The Law for Influencers in Canada
Although this case is being brought under California competition law, it serves as a reminder that the Bureau has published guidelines for appropriate influencer marketing practices, the “Deceptive Marketing Practices Digest” (the “Digest”). While the Digest is not law, it guides how the Bureau would apply influencer marketing practices in the context of the Competition Act.
The overarching principle of the Digest is that influencers must disclose material connections with companies whose products or services they promote. According to the Bureau, a material connection is a relationship between an influencer and a company that “has the potential to affect how consumers evaluate the influencer’s independence. This is often something of value that the influencer receives from the company, such as a monetary payment, free product, discounts, other benefits, or a personal or family relationship.”
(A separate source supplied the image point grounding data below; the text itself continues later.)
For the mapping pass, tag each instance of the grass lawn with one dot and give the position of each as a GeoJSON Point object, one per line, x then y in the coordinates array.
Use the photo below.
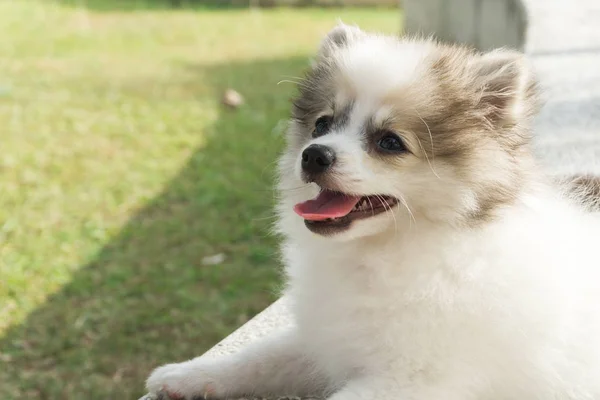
{"type": "Point", "coordinates": [120, 171]}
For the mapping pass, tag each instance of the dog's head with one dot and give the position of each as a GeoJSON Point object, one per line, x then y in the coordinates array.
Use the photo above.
{"type": "Point", "coordinates": [384, 127]}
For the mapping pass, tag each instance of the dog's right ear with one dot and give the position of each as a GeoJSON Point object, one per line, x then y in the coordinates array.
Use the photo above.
{"type": "Point", "coordinates": [340, 36]}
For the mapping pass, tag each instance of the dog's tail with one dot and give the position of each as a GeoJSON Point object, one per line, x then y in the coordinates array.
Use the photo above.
{"type": "Point", "coordinates": [583, 189]}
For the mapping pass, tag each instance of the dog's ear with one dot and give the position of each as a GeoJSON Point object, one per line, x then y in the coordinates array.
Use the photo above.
{"type": "Point", "coordinates": [507, 86]}
{"type": "Point", "coordinates": [340, 36]}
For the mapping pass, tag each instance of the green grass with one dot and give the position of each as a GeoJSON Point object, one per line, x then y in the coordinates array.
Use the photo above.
{"type": "Point", "coordinates": [120, 171]}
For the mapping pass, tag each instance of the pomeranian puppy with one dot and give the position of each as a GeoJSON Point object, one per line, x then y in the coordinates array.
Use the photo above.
{"type": "Point", "coordinates": [427, 256]}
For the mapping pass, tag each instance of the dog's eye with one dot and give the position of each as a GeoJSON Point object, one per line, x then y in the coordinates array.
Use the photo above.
{"type": "Point", "coordinates": [391, 143]}
{"type": "Point", "coordinates": [322, 125]}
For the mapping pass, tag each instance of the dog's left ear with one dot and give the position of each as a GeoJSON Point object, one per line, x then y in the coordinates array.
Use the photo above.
{"type": "Point", "coordinates": [340, 36]}
{"type": "Point", "coordinates": [507, 86]}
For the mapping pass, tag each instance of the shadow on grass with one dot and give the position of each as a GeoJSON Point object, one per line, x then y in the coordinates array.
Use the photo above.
{"type": "Point", "coordinates": [158, 5]}
{"type": "Point", "coordinates": [146, 298]}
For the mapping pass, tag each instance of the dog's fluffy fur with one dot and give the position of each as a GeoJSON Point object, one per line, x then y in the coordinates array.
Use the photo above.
{"type": "Point", "coordinates": [483, 282]}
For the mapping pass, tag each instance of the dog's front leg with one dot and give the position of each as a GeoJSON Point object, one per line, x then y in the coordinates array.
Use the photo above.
{"type": "Point", "coordinates": [276, 365]}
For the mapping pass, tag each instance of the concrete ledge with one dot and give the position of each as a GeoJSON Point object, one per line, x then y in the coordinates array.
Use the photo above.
{"type": "Point", "coordinates": [483, 24]}
{"type": "Point", "coordinates": [564, 46]}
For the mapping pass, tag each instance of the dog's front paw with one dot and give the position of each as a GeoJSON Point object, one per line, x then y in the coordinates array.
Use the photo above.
{"type": "Point", "coordinates": [184, 381]}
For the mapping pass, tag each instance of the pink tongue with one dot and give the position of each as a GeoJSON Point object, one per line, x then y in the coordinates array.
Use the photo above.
{"type": "Point", "coordinates": [327, 204]}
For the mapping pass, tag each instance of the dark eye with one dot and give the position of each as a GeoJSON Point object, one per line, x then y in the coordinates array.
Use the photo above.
{"type": "Point", "coordinates": [391, 143]}
{"type": "Point", "coordinates": [322, 126]}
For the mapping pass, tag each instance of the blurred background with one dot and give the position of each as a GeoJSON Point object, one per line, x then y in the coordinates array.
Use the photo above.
{"type": "Point", "coordinates": [135, 206]}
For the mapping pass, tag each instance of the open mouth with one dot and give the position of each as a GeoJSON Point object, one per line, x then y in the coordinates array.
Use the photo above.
{"type": "Point", "coordinates": [333, 211]}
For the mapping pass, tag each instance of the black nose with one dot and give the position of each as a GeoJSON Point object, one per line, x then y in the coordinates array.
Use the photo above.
{"type": "Point", "coordinates": [317, 158]}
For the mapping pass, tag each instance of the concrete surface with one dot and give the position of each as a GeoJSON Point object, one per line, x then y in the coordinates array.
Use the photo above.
{"type": "Point", "coordinates": [564, 46]}
{"type": "Point", "coordinates": [484, 24]}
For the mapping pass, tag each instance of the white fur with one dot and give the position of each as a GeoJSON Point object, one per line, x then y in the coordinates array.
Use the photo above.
{"type": "Point", "coordinates": [403, 307]}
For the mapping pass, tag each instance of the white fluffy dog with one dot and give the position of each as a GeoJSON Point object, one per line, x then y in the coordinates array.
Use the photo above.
{"type": "Point", "coordinates": [427, 256]}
Both influencers and companies could face penalties from the Bureau for misleading and deceptive marketing practices because it is not clear to consumers that influencers have a material connection to the company they are posting about. Our previous article discussed these relevant Competition Act sections in more detail.
In addition to the Bureau’s guidance, it is also pertinent for Canadian influencers and companies to be aware that if their advertisements have the potential to reach US consumers, they also have to comply with the FTC’srequirements for social media disclosures. These requirements have been codified in Section 5 of the FTC Act.
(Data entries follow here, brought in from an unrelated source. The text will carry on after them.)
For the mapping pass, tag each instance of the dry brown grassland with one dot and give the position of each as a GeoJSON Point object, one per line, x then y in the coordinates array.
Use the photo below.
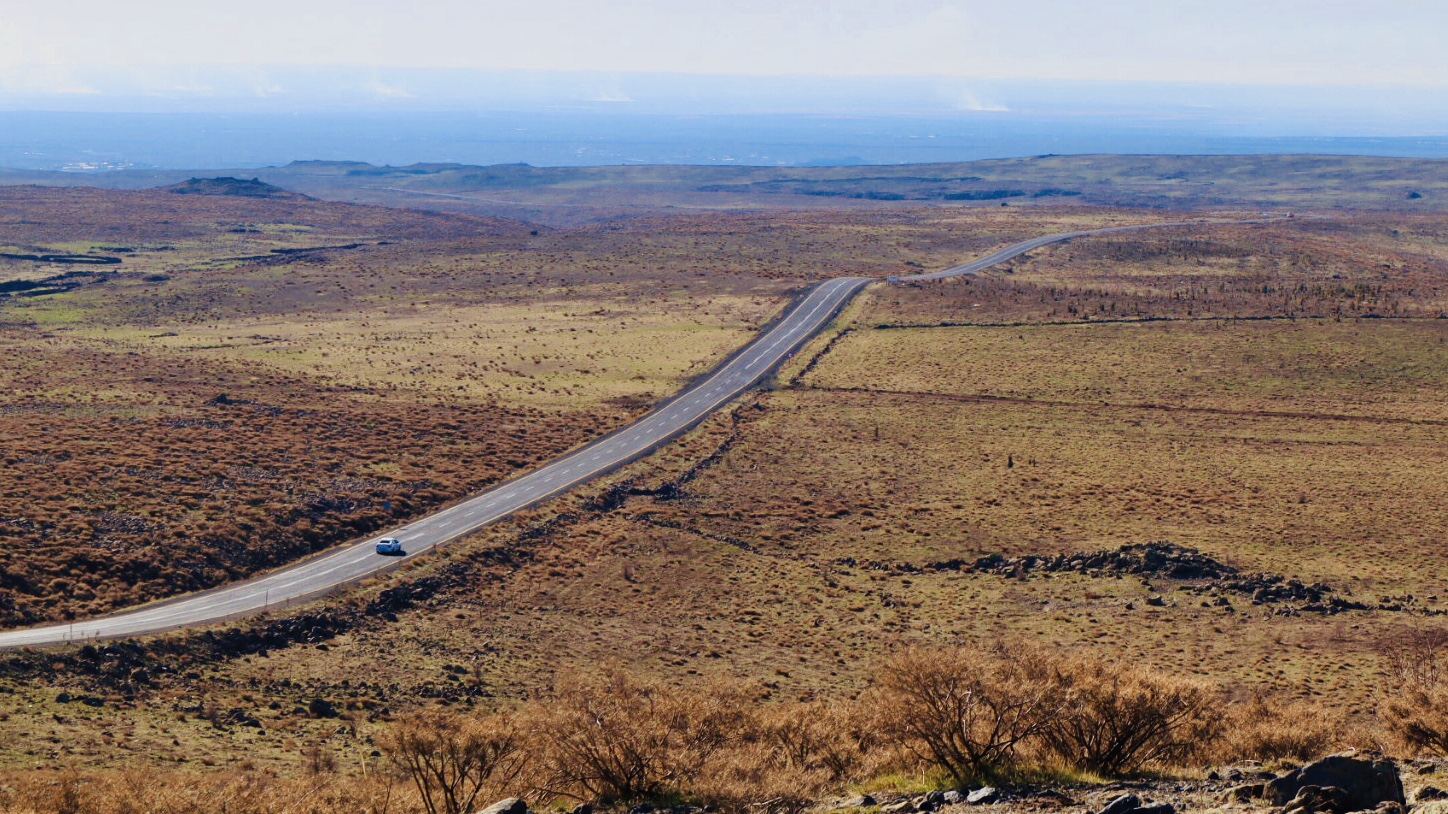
{"type": "Point", "coordinates": [1269, 396]}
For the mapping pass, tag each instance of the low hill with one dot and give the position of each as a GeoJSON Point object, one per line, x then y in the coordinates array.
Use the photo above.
{"type": "Point", "coordinates": [228, 186]}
The majority of the FTC’s requirements remain consistent with the Bureau’s. However, the FTC’s guidance delved into some more detail regarding specific social media activities, such as:
- If an endorsement is in a temporary picture on a platform like Snapchat and Instagram Stories, the disclosure must be superimposed over the image to make sure viewers have enough time to notice and read it;
- If an endorsement is in a video, the disclosure should be in the video and not just in the description of the video;
- If an endorsement is said on a live stream, the disclosure should be repeated so viewers who only see part of the stream will see the disclosure;
- The disclosure should be in the same language as the endorsement itself and,
- Influencers should not solely rely on a platform’s disclosure tool (such as Instagram’s “Paid Partnership” tag).
Under the FTC Act, companies and influencers can be subject to civil penalties of up to $46,517 per violation.
Conclusion
If the allegations in the complaint are true, the forenamed celebrities could face financial penalties. Other influencers and celebrities who had financial interests in Yuga or were gifted BAYCs and did not include proper material connection disclosures could also be faced with fines from competition bodies like the Bureau and FTC.
This situation serves as a reminder. Even if an influencer thinks they are being genuine when promoting a product on social media, they must include proper disclosures stating whether they have a financial interest in the company and receive a product as a gift. Ensure your company’s influencer marketing activities comply with consumer protection laws.